The thought of Nokia being able to add IDW comics is also a new step. IDW were the first to offer their comics onto Blackberry and now are working with one of the largest phone companies! The more accessible their comics are, they more can read them – its a simple plan, but one that looks to work well. The moves toward Kindle, Android and other platforms will also ensure that IDW can be a true worldwide player!

IDW’s content mix makes a very strong offering. All of these new outlets are introducing comics to a very broad audience that may never have visited comic shops. Fans of series such as Star Trek, Transformers and True Blood are discovering comics. These are brands that companies Apple, Sony or Nokia are happy to promote, or as with True Blood, place the comic app in the same screen as the TV series.

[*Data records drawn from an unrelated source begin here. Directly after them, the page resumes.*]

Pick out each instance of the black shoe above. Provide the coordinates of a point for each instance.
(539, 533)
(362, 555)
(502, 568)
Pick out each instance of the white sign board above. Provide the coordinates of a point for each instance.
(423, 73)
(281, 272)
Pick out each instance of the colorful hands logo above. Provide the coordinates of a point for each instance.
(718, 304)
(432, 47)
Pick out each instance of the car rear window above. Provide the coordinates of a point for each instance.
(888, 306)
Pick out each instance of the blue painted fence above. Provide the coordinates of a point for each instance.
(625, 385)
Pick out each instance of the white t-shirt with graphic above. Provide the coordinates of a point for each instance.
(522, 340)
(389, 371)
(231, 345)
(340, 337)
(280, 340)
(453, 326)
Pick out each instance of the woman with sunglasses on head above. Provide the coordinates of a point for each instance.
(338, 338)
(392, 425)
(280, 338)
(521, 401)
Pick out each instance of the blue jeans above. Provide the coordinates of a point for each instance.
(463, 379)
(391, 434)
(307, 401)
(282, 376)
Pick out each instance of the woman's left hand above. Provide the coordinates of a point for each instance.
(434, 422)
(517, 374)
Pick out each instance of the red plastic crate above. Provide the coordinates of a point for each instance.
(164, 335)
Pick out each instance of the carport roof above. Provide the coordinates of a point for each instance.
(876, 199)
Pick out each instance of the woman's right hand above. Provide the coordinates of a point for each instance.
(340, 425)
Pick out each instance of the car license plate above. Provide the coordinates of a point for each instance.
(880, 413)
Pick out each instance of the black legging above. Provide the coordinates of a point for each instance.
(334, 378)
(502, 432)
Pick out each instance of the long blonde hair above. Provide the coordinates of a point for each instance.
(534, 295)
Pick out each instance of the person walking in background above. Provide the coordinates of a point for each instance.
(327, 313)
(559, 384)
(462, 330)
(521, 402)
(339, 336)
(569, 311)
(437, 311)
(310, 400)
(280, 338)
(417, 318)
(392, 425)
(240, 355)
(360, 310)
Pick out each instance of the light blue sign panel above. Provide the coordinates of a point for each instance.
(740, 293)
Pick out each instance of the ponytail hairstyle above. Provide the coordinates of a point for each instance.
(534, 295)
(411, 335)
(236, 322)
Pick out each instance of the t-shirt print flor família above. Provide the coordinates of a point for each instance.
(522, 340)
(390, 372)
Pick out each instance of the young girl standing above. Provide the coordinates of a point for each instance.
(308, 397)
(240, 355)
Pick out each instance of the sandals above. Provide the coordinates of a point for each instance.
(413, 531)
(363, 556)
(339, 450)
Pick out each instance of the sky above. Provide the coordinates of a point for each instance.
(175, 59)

Our digital catalog is very large — we presently have produced over 600 digital books, which amounts to over 2500 individual items across all distribution outlets. Until the recent growth of the DC and Marvel digital lines, no other comics publishers came close. And while DC and Marvel are the heavyweights in digital as well as print, the digital market does not seem to be a skewed. The two big brands are not selling more issues by nearly the same factor as in print. We’ve seen days where a single issue of True Blood outperformed the both entire Marvel or DC apps. There’s probably a good case to be made that Transformers is the biggest single digital comics character franchise over any other by any publisher.

IDW really wants to offer the collections most important to you. For instance, if you are a True Blood fan, you can download True Blood Comics ( and subscribe to the whole initial 6 issues series on the iPad and iPhone, or you can get them straight from your PSP. Or if you are a Transformers fan, check out all the platforms here (

The addition of separate apps for separate brands is a new one. I can’t see and X-Men app or a Batman app being produced, so to cater to the fans of these shows and movies is a novel approach which can work across platforms. I really like the subscription service available – it was something I was unaware of, but is an excellent use of the apps for fans of the comics.

Where IDW have the added advantage is that fans are attracted by the ‘known’ names of True Blood, Star Trek and Transformers, but can then follow up – with many different Transformers titles for example or new titles such as Kill Shakespeare or Yours Truly Jack the Ripper

Finally, we are finding that print sales results often correlate to a strong digital presence. Our print sales have kept going up along with strong digital sales. In addition, we tend to see an average of 40% of all our digital sales from outside the US.

These are the sort of stats I like to see! I’m glad to see that the print medium hasn’t suffered as a result of digital distribution. I’m not a print hater and I do get print works too (when I can) In fact there are titles I own in both mediums! The rise in both sales is also very interesting – perhaps the rise in the digital presence for IDW is adding to their brand recognition in the local comic shops.

The sales from outside the US is also a good indicator – sadly only the ‘big two’ seem to get prominence in the UK, so it can be hard to find non Marvel or DC comics in shops – especially when comic shops can be few and far between. The fact that IDW have such strong brands as an incentive available for digital readers helps to increase their market share. Try searching the app store for Transformers, Star Trek or True Blood – if you are a fan of those, then IDW is at the top!

Hopefully I will have some more news after IDW appear at the New York Comic Con – as Jeff said – The landscape is changing daily. These are exciting times!

IDW have been very forward with their plans as far as digital comics are concerned and thing are looking good in the future for them.